Pendidikan - "Waktu pertama kali disuruh milih jurusan, kamu sempat deg-degan enggak? Ngerasa kayak lagi ambil keputusan hidup padahal umur masih belum cukup bikin KTP?"
Banyak dari kita masih ingat momen itu, kelas 10, baru aja adaptasi, eh udah ditodong buat milih jurusan. IPA, IPS, atau Bahasa? Pertanyaannya, apakah ini soal nilai, minat, bakat, atau cuma ikut-ikutan teman?
Memilih jurusan di SMA bukan perkara sepele. Ini seperti diminta memilih arah hidup ketika kita bahkan belum benar-benar kenal siapa diri kita. Apalagi, pilihan itu kerap dianggap menentukan masa depan, kuliah di mana, kerja apa, hidup seperti apa. Padahal, di usia segitu, sebagian besar siswa bahkan belum tahu apa cita-citanya.
Dinamika sistem penjurusan di SMA, mulai dari penghapusan dalam Kurikulum Merdeka hingga rencana penerapan kembali dan dampaknya. - Tiyarman Gulo
Sistem Lama, Beban Lama
Sistem penjurusan sudah jadi bagian dari sejarah pendidikan Indonesia sejak lama. Siswa kelas 10 hanya diberi waktu satu tahun untuk "adaptasi", sebelum akhirnya harus memilih antara jurusan IPA, IPS, atau Bahasa.

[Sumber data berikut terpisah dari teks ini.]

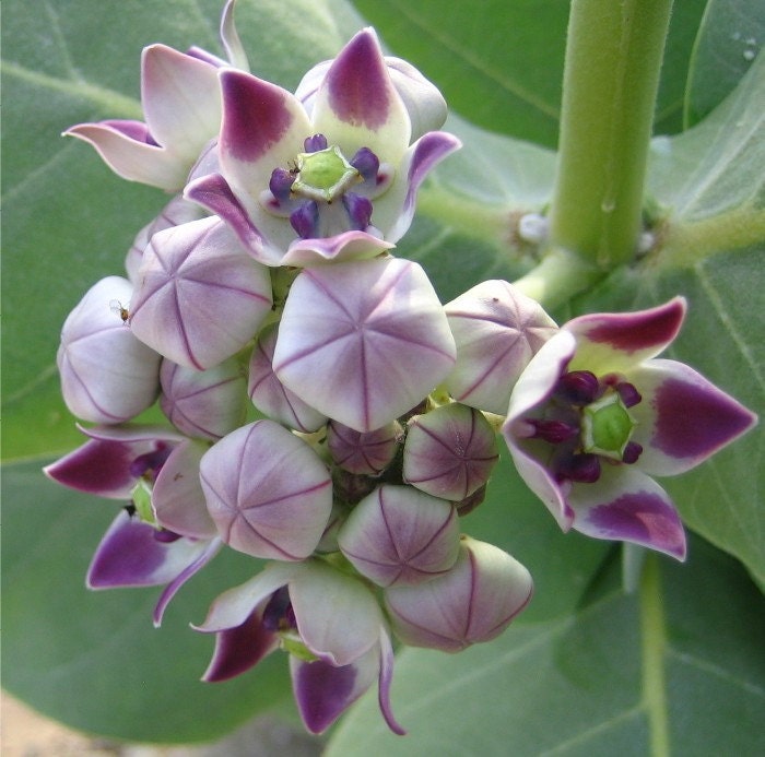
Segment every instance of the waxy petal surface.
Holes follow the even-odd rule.
[[[238,352],[271,309],[267,269],[219,218],[155,234],[140,276],[131,304],[133,332],[189,368],[209,368]]]
[[[409,422],[403,480],[434,497],[461,501],[485,485],[498,459],[489,421],[455,402]]]
[[[273,421],[228,434],[202,458],[202,488],[223,540],[255,557],[299,560],[332,508],[329,473],[304,441]]]
[[[628,372],[667,348],[680,331],[685,310],[685,299],[675,297],[648,310],[592,314],[568,321],[563,328],[577,340],[568,369],[596,376]]]
[[[186,163],[186,173],[221,127],[217,69],[165,45],[141,58],[141,103],[154,140]]]
[[[136,339],[115,303],[127,306],[132,284],[107,276],[94,284],[61,329],[57,363],[67,406],[83,421],[121,423],[156,399],[160,356]]]
[[[651,475],[683,473],[745,434],[757,416],[675,360],[654,359],[629,372],[643,402],[632,409],[633,439],[643,446],[640,469]]]
[[[128,181],[139,181],[168,192],[181,189],[193,162],[179,161],[164,147],[146,142],[145,126],[138,121],[136,125],[143,131],[142,137],[136,128],[129,129],[120,121],[79,123],[63,133],[91,144],[104,163]]]
[[[331,137],[346,155],[368,147],[398,165],[410,144],[411,125],[372,28],[358,32],[332,61],[313,121],[315,132]]]
[[[506,281],[486,281],[444,306],[457,342],[446,386],[471,407],[505,415],[518,377],[557,331],[542,307]]]
[[[381,587],[444,575],[457,560],[459,543],[451,504],[408,486],[379,486],[353,508],[338,534],[345,557]]]
[[[454,359],[425,272],[382,259],[304,270],[284,307],[273,368],[304,402],[368,431],[417,404]]]
[[[574,484],[574,528],[595,539],[633,542],[685,559],[685,532],[669,495],[648,475],[621,465],[593,484]]]
[[[531,575],[518,560],[463,536],[448,573],[415,587],[391,587],[385,599],[404,643],[459,652],[502,634],[532,592]]]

Jurusan ini bukan sekadar label. Ia menyiratkan jalur masa depan.
IPA? Buat yang pintar, katanya. Calon dokter, insinyur, atau ilmuwan. IPS? Buat yang jago ngomong, bisa jadi pengusaha, pengacara, atau ekonom. Bahasa? Sering dianggap alternatif terakhir, meski sebenarnya punya banyak potensi, dari linguistik, jurnalisme, hingga diplomasi.
Sayangnya, sistem ini kerap menumbuhkan hierarki yang tidak sehat. Banyak siswa merasa terpaksa masuk jurusan tertentu demi gengsi, bukan karena minat. Akibatnya, semangat belajar rendah, performa jeblok, dan makin bingung soal masa depan.
Kurikulum Merdeka
Lalu datanglah Kurikulum Merdeka, yang mencoba mengubah banyak hal. Salah satunya, menghapus sistem penjurusan.
Lewat struktur baru ini, siswa kelas 10 belajar pelajaran umum, lalu di kelas 11 dan 12 mulai memilih mata pelajaran sesuai minat dan rencana masa depan. Tidak ada lagi label IPA, IPS, atau Bahasa. Semua siswa bisa ambil kombinasi lintas bidang, misalnya, Matematika dan Sosiologi, atau Biologi dan Sejarah.
Kelebihannya?
- Siswa bisa mengeksplorasi lebih luas.
- Tidak ada lagi stigma antar jurusan.
- Pendidikan lebih personal dan relevan dengan minat siswa.
- Mendorong interdisipliner, sesuai kebutuhan dunia kerja masa kini.
Namun, implementasinya tidak semudah itu.
Banyak sekolah belum siap. Guru kekurangan pelatihan. Jadwal jadi rumit. Dan yang paling menantang, sistem seleksi perguruan tinggi (SNBP dan SNBT) masih banyak yang pakai kategori IPA dan IPS.